Effect of MTX on AIA. C57BL/6 FoxP3-GFP mice immunized and boosted with mBSA and treated with MTX or vehicle were challenged intraarticular (i.a.) with mBSA or saline. Neutrophils in the joints (A) and intraarticular mechanical hyperalgesia (B) were determined. mBSA-specific IgG concentration in the serum was determined by ELISA (C). Frequency of CD4⁺FoxP3⁺ cells in the spleen was determined by FACS (D). Immunized mice pretreated with MTX or vehicle were injected with anti-CD25 or normal IgG (−) and challenged i.a. with mBSA or saline (Sal). Neutrophils in the joints (E) and mechanical hyperalgesia (F) were determined.
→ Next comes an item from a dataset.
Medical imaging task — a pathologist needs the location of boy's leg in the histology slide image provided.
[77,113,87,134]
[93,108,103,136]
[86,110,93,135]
Immunized mice pretreated with MTX or vehicle and injected with a CD39 inhibitor (CD39i, ARL67156) or not (−) were challenged i.a. with mBSA or saline. Neutrophils in the joints (G) and mechanical hyperalgesia (H) were determined. Frequency of CD4⁺FoxP3⁺ cells in the spleen was determined by FACS (I). Data represent mean ± SEM (n = 5), representative of two experiments. *P < 0.05.